DeCoursey, whose team publishes the Sexual and Reproductive Health Resource Explorer database, said she is “impressed and appreciative” that the federal Office of Population Affairs is supporting sex ed programs for foster youth in Texas and California that are designed and implemented together with impacted young people.
Activate’s tip sheets for professional caregivers nationwide urge frank conversations. But they also advise against “trying to ‘know everything’ when discussing sexual and reproductive health with youth.” Caregivers are advised to “seek needed information in partnership with the youth.”
The Foster Youth Health Initiative in Texas relies on a similar team approach, and has received positive feedback from participants. The program has served more than 300 caregivers and roughly 150 foster youth to date, and is looking to expand into other states.

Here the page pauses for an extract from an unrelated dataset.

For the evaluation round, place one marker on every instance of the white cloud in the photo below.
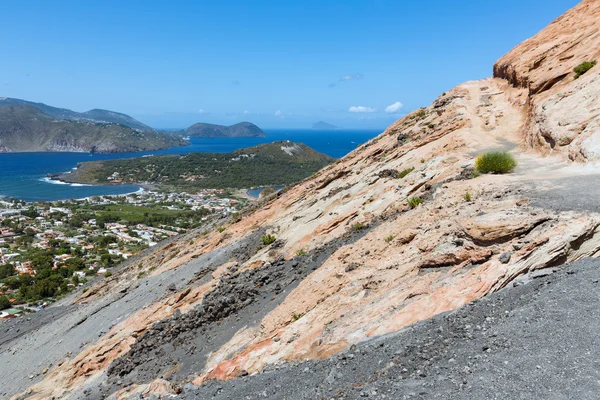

Patrick, the Texas initiative’s youth advisor, says the work needs to continue. She speaks with hard-earned self-possession about her own searing experience in foster care, including a pap-smear the local agency required — without explanation and despite her objections.
After the procedure, she said she, her doctor and adoptive mother “sat down and just cried together because it was traumatizing for all of us.”
These days, teaching toddlers at a daycare in the San Francisco Bay Area, Patrick emphasizes the importance of boundaries, even for 2-year-olds.
The lesson is called: “Stop, Don’t Touch My Body.” Tots learn to firmly hold their hand up, palm out, like the universal stop sign.
It’s a lesson she wishes she had received growing up in foster care.
“Communicating with my biological mother was not an option,” Patrick said. “I got all of my information from reading romance novels — which is not the way to learn about sex.”